As hippy history would have it, Charles Mansion was like that fallen angel that turned into the devil—and led many.
The notorious text-book narcissist and cult leader was known for mass murders (by way of a knife or gun (or axe) he never even had to touch) has finally been touched by karma?
Charles Manson was before many of our time but I sure as hell heard out him coming out of my mother’s wound, jack.
In a nutshell, no matter what era you live in, “The Manson Murders” is a household headline in which a group of hippies from the 60s went around Hollywood practicing the total opposite of “free love.” The group, lead by Manson, killed some of Hollywood’s elite. Legend has it that it was later discovered Manson’s obsession with celebrity and having fallen from grace and almost ‘making it’ played a big part in his murderous rampage.
Manson may not have made it in Hollywood and got fame and a ‘mansion,’ but that dark, Pluto, Hades hearted Scorpio-bred cowboy sure as hell found a way make Hollywood make him.
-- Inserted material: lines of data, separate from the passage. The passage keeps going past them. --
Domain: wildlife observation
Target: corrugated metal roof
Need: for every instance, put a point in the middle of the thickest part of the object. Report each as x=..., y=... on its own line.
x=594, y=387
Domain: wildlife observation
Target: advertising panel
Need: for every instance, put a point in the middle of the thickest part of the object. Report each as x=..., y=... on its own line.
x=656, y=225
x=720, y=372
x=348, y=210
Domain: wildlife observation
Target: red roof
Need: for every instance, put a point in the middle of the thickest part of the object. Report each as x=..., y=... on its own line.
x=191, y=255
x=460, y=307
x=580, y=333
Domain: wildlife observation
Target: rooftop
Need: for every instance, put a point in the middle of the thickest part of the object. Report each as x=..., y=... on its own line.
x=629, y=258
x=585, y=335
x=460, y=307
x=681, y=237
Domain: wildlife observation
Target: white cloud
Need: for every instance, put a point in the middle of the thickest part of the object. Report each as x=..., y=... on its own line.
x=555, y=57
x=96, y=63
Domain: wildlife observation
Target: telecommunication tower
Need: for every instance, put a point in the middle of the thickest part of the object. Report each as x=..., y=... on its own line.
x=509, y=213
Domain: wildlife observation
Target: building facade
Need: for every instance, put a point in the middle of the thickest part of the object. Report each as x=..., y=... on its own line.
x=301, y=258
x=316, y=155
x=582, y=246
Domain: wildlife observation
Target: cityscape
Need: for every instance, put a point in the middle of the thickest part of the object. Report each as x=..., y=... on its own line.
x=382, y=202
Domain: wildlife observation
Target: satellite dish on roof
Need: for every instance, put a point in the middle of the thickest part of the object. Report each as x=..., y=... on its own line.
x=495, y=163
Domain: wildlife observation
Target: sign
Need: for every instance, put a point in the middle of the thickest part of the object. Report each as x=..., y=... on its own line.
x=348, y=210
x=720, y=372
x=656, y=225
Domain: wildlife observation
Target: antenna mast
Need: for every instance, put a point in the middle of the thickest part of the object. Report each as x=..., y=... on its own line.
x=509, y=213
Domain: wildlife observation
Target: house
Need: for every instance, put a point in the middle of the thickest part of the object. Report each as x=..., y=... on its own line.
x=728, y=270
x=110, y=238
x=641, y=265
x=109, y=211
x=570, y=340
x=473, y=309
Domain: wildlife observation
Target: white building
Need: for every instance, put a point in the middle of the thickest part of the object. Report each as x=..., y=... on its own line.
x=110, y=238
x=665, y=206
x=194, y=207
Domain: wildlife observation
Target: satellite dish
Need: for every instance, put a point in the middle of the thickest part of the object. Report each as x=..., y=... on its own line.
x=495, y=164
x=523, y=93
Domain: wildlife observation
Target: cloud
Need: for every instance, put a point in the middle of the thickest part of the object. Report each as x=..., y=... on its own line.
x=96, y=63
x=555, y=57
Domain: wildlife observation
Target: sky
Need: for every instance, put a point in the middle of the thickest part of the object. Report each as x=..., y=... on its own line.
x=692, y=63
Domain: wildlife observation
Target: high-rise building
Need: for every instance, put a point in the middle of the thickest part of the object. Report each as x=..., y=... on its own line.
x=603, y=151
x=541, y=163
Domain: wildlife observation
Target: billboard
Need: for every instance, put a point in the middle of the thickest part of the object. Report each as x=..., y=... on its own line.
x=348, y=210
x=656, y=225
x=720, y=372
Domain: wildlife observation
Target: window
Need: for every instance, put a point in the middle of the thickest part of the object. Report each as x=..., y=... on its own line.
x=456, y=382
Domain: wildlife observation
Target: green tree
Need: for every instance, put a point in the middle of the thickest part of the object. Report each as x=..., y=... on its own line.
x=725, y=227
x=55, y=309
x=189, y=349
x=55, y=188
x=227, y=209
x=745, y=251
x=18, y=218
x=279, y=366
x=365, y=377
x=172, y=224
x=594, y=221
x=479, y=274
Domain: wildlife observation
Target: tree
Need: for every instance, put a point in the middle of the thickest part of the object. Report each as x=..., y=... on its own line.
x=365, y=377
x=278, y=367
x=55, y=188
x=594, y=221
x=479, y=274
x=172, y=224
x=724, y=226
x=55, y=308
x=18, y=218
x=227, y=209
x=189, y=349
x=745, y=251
He made history another way, and became one of Tinsletown and entertainment news media’s most fascinating and entertaining evil being’s ever-even being given the moniker “Helter Skelter”—and he wore danced it well:
…less the dance hit playing by the YouTuber who recorded the video—that really was him dancing.
Manson was gon’ be a star or die kill trying.
And he succeeded.
Fast forward (and still kickin’), “Helter Skelter” is now suffering from gastrointestinal issues while imprisoned.
Charles Manson was born in Cincinnati in 1934 and is serving a life sentence. He was temporarily released today to be treated and all news media headlines are breaking lose.
I’d KILL to see him on Twitter. LoL. You can watch this dude on YouTube and lose 5 years of your life’s time. I swear by this.
Hollywood loves this cat. He’s quite the character.